Since I get first shot at it, I'll go for a few easy ones: It's no secret that the automobile changed courtship patterns. Not only did physical mobility make hooking up possible for people who lived beyond walking distance of one another or lacked easy access to public transportation, the automobile itself furnished a somewhat cramped but conveniently mobile place for two people to be alone together. And adultery became more easily accomplished. The automobile certainly changed the shape of cities, the way people used cities, and the size of cities. Steven Johnson pointed out in his book Emergence that telephones made skyscrapers possible, since there was a limit to the height pneumatic tubes could convey messages in a building. The wireline phone even gave rise to a new form of settlement, the suburb.
 

Enablers and "Shag Phones"


How can I use those examples to examine mobile telephony? We know from the work of Ito, Seyler-Ling, and others that adolescent mating patterns changed rapidly with the introduction of the mobile phone, particularly via texting. In regard to adultery, the mobile phone has proved to be an enabler, and also as a way for suspicious spouses to catch the adulterers. In the former case as an enabler, we've heard of married men who use a "shag phone" exclusively for communications with their lovers, and in the latter case as a detector, suspicious spouses have used the call records built into their husband's or wive's mobile phone to catch them.

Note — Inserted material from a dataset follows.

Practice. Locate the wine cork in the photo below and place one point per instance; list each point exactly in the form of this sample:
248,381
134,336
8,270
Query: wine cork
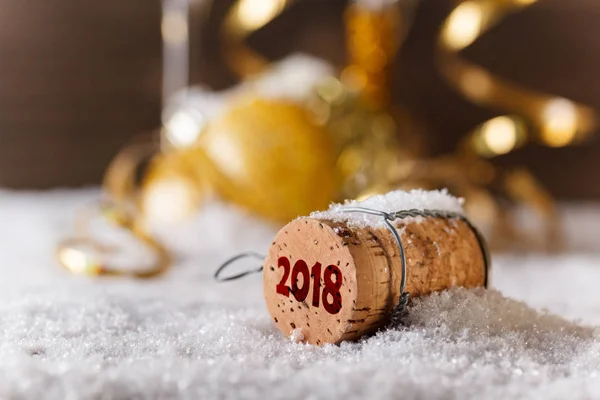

The first person to use a GPS-equipped telephone was a wife in Japan, who put it under the seat of her husband's car before he headed off for a tryst, then showed up with her lawyer. The mobile phone is moving some workers out of skyscrapers, now that they aren't tethered to their desks for either communication or computation access. And as I've written here before, the way people use mobile telephones to coordinate activity and catch up on their email is changing the way people use cities. What new form of settlement will the mobile telephone make possible? Some unexpected hybrid of Starbucks and Hilton?

Your turn. What social changes did the automobile make possible, accelerate, amplify? How does the mobile device -- telephone or PDA – parallel those changes, or not?